Many people open a restaurant thinking if they have the most delicious food in town, people will flock to their doors. Yet, they ignore the basic principles of the restaurant business and undoubtedly join the 80% of restaurants that fail in the first five years.
What’s the key to success? How do you avoid failure? The key is to maintain at least an average and preferably a much better than average profit margin each year.
To help you manage your profit margin and keep your doors open, let’s look at 7 factors that affect your restaurant profit.
1. Outdated Website
Potential customers are looking for you online. If your website isn’t up-to-date and mobile-friendly, you’re going to lose business.
Make sure your phone number, location, and menu are front and center on your website so you don’t lose potential customers and in turn your profits.
2. Customer Retention
Did you know it’s cheaper to retain a customer than it is to acquire a new one?
Yet, many restaurant owners pour their marketing dollars into acquisition instead of retention.
Make your customers feel valued, and in turn, they’ll give you loyalty. As a bonus, those loyal customers will tell others about you so you are not only retaining a customer but perhaps getting a new one.
One great way to increase your retention rate is to put a loyalty rewards program into place.
Reward customers for their loyalty, and you’ll see your profits rise.
3. High Wait Times
How long your customers have to wait for a table or service at your restaurant affects your profit.
While that may seem counter-intuitive because a busy restaurant is a profitable one, it pays to look at why you have high wait times. Here are some things to look out for:
- Customers are waiting too long from the time they initially sit down to when the server takes their order. This is a dead time when no profit is being made.
- Your kitchen is slow, and people are waiting for their food. This causes a bottleneck, and your tables don’t turn over as quickly.

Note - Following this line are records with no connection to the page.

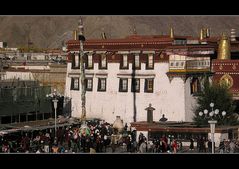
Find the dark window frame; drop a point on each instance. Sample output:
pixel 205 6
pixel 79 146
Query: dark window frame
pixel 195 86
pixel 86 84
pixel 73 66
pixel 73 83
pixel 147 63
pixel 146 85
pixel 138 67
pixel 87 62
pixel 99 89
pixel 122 62
pixel 133 86
pixel 121 85
pixel 100 63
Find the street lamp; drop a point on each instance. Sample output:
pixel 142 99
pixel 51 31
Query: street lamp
pixel 212 121
pixel 54 96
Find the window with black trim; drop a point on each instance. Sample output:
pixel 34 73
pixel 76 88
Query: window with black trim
pixel 150 61
pixel 103 61
pixel 123 85
pixel 102 84
pixel 135 85
pixel 149 85
pixel 89 84
pixel 74 83
pixel 136 64
pixel 195 86
pixel 124 62
pixel 75 61
pixel 89 62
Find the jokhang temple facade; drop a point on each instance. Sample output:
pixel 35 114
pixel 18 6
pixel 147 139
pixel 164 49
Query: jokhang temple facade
pixel 124 76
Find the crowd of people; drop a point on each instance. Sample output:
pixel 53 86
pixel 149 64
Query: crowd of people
pixel 102 138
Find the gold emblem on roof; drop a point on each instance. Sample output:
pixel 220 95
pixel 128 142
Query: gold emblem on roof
pixel 227 80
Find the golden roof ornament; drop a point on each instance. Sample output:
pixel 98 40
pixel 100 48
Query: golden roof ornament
pixel 224 49
pixel 201 34
pixel 171 32
pixel 75 34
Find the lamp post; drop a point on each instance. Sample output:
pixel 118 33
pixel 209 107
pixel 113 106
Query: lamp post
pixel 54 96
pixel 212 121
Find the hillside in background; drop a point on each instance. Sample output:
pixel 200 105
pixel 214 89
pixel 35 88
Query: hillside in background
pixel 53 31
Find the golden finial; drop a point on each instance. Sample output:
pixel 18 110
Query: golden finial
pixel 134 30
pixel 224 49
pixel 103 36
pixel 201 34
pixel 208 33
pixel 171 33
pixel 74 35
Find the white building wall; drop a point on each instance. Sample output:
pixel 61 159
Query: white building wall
pixel 20 75
pixel 167 98
pixel 190 101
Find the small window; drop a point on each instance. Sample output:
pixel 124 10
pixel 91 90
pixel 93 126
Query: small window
pixel 124 62
pixel 150 61
pixel 195 86
pixel 123 86
pixel 102 84
pixel 74 83
pixel 75 61
pixel 149 85
pixel 135 87
pixel 89 63
pixel 103 61
pixel 136 61
pixel 89 84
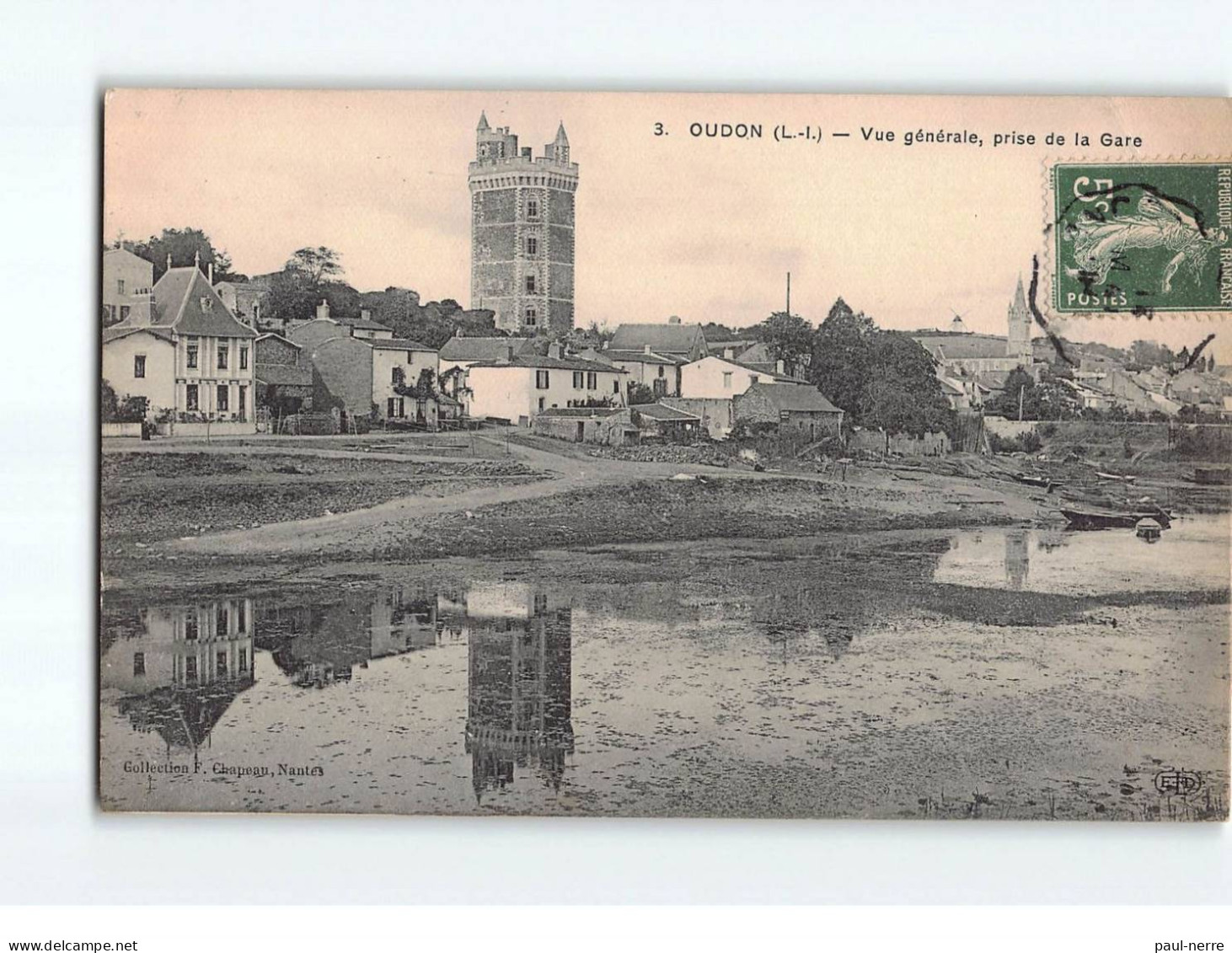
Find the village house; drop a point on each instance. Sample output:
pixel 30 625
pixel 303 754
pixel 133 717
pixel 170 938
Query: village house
pixel 683 341
pixel 517 388
pixel 360 377
pixel 283 376
pixel 659 373
pixel 185 352
pixel 127 280
pixel 790 409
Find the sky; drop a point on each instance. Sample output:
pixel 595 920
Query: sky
pixel 674 224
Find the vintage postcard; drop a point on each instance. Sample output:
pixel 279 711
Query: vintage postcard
pixel 759 456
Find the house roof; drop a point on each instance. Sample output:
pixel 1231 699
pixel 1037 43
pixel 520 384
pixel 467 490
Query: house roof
pixel 662 338
pixel 639 357
pixel 661 411
pixel 283 374
pixel 482 349
pixel 366 324
pixel 285 340
pixel 185 302
pixel 122 330
pixel 757 370
pixel 962 346
pixel 790 397
pixel 397 344
pixel 554 363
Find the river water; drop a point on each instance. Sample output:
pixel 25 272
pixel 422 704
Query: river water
pixel 973 674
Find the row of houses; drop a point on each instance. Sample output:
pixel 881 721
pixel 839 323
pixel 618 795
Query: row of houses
pixel 194 352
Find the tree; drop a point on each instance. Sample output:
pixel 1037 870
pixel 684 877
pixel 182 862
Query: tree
pixel 185 245
pixel 789 336
pixel 840 363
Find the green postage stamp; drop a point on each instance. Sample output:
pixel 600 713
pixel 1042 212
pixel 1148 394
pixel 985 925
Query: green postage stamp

- You don’t have enough staff on hand to take care of your customers. Not only does this halt table turnover, but it creates angry customers who may not be back.
- High wait times are caused by overall poor customer service.
Take a long look at what’s causing your high wait times. Fine tune any processes that aren’t working well.
4. Employee Turnover
Most restaurant owners don’t take employee turnover into consideration when thinking about profits, but it can take a chunk out.
The restaurant industry is known for its high turnover rates, so losing staff is nothing new. But, did you know that employee turnover costs you thousands?
This is because each time you have to onboard and train a new employee, it costs you money and lots of it.
Take some steps to improve your employee retention rates. This may be through better pay and an increase in benefits.
Don’t forget a few other areas as well:
- Employee morale – treat your employees well by acknowledging their hard work with a thank you.
- Offer advancement opportunities.
- Train your employees well on an ongoing basis.
- Invest in leadership training for your managers so they know how to lead.
5. Employee Theft
You may not want to think about it, but many restaurants have high theft rates among their employees.
Staff see an easy meal and take advantage of it.
Combat employee theft with a good system in place to track your food costs. Take inventory often and know exactly where your food is going.
Additionally, if you offer staff a meal before or after their shift, consider keeping it to a set menu. This keeps them from eating those items on your menu that cost you a lot to prepare.
6. Food Waste
Food waste is a tragedy.
Take a look at how much food your servers are throwing away after each meal they serve. If it’s excessive, your portion sizes are too big.
In addition, you can reduce food waste by using as much of each item as you can. For example, use your chicken bones and vegetable scraps to make a broth.
Another way to avoid food waste is to manage your inventory. For example, you don’t want your chef throwing away three heads of lettuce each week because you ordered too much.
7. Labor Costs
Are your employees abusing your time clock? This is worth a look every pay day.You want to make sure they’re clocking in and out when they are supposed to so you aren’t overspending on the payroll.
You want to make sure they’re clocking in and out when they are supposed to so you aren’t overspending on the payroll.